Assim, em extensão ao articulado nos parágrafos anteriores, impende destacar que o direito de uso para fins de moradia é concedido àquele que possua como seu não apenas bens públicos dominicais que estejam desafetados, mas também a ocupação de bens públicos de uso comum do povo e bens públicos de uso especial. A esse propósito, prevê o art. 5º da mesma Medida Provisória que o Poder Público poderá conceder o direito de uso para fins de moradia em local diverso daquele em que o beneficiário mantém posse, nos casos em que este bem: a) seja de uso comum do povo; b) se destine a projeto de urbanização; c) seja de interesse da defesa nacional, da preservação ambiental e da proteção dos ecossistemas naturais; d) seja reservado à construção de represas e obras congêneres; e) se situe em via de comunicação (art. 5º, incisos I a V).
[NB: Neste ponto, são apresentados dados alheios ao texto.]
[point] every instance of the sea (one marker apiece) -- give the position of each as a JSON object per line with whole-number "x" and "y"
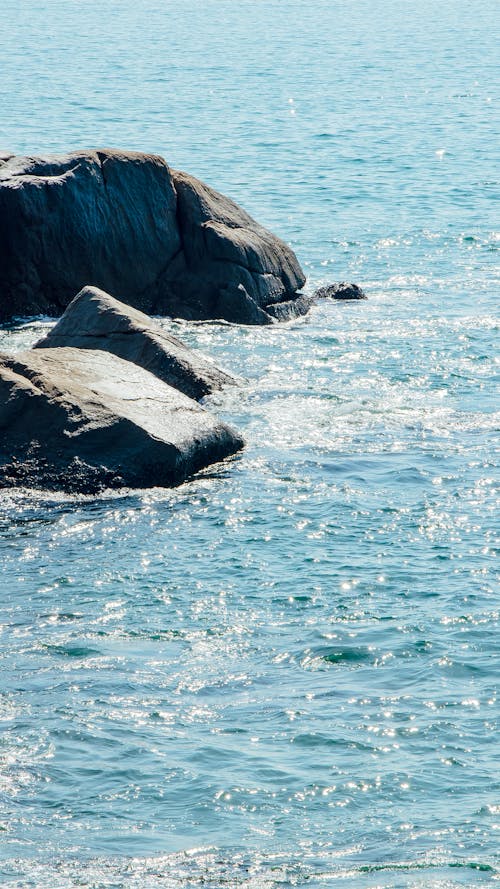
{"x": 284, "y": 672}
Nos termos dispostos no art. 7º dessa Medida Provisória, concedido o direito de uso especial para fins de moradia, o seu beneficiário poderá aliená-lo por ato entre vivos ou causa mortis. Trata-se, aqui, de importante garantia concedida ao beneficiário do direito de uso especial para fins de moradia, seja para a proteção da entidade familiar, assegurando a transmissão causa mortis deste direito, seja para o fomento da melhoria da qualidade de vida decorrente do fato de o beneficiário poder galgar melhores condições habitacionais por meio de alienação por ato entre vivos. Frise-se que o direito de uso especial para fins de moradia será extinto na eventualidade de o beneficiário outorgar ao imóvel fins diversos da sua moradia e de sua família, ou se o beneficiário adquirir outra propriedade imobiliária ou a concessão de uso de outro imóvel urbano ou rural (art. 8º).
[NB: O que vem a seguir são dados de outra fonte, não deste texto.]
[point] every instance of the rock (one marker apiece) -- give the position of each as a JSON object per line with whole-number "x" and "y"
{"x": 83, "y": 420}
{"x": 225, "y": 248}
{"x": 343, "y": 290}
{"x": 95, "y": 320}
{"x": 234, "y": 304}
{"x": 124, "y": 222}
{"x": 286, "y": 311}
No que diz respeito à natureza jurídica do instrumento ora focalizado, deve-se destacar que, a despeito de o instituto em questão possuir a mesma denominação de instituto congênere do direito administrativo (uso), deste diverge substancialmente, sobretudo em razão do caráter vinculado do ato por meio do qual o Poder Público concede o direito de uso especial para fins de moradia.

Com efeito, diversamente do que se observa no instituto regido pelo Direito Administrativo, o uso especial para fins de moradia, conquanto de natureza contratual, constitui direito do beneficiário que comprove o preenchimento dos requisitos previstos na Medida Provisória 2.220/2001, já referida. Neste sentido, esclarecedor o dizer de Regis Fernandes de Oliveira (2005, p. 81):

Na hipótese ora prevista, haverá um contrato na essência, mas de aderência obrigatória, isto é, a administração pública não pode recursar-se a firmá-lo. Reconhecidos os elementos fáticos já mencionados, será inevitável a expedição do contrato, que assemelhar-se-á ao contrato de adesão, uma vez que garantirá o uso do imóvel pelo concessionário, obrigará o concedente a respeitar a posse e fixará normas para eventual retomada.
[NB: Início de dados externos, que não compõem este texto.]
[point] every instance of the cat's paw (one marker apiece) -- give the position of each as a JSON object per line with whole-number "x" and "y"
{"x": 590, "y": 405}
Não obstante o caráter vinculante do uso especial para fins de moradia, avulta anotar que a concessão de uso para fins comerciais constitui uma faculdade do Poder Público, nos termos do art. 9º dessa Medida Provisória. Assim, no que tange ao suprimento do déficit habitacional, é importante sublinhar que os contratos de concessão de uso especial para fins de moradia, celebrados no âmbito de programas e projetos habitacionais de interesse social, desenvolvidos pelo Poder Público nessas áreas específicas, terão caráter de escritura pública e constituirão título de aceitação obrigatória em garantia de contratos de financiamento imobiliário, a teor do disposto no art. 48, caput e incisos I e II, do Estatuto da Cidade.

Trata-se de previsão normativa de grande importância para o enfrentamento do déficit habitacional brasileiro, na medida em que os beneficiários do direito de uso especial para fins de moradia ostentarão uma situação jurídica que lhes garantirá contrair financiamentos imobiliários para a edificação e/ou reforma das moradias instaladas nos imóveis públicos. Daí se concluir que o direito de uso especial para fins de moradia constitui, ao lado dos demais instrumentos contemplados no Estatuto da Cidade, importante ferramenta a ser manejada no âmbito do planejamento político com vistas à regularização fundiária e ao equacionamento do problema habitacional enfrentado na presente dissertação.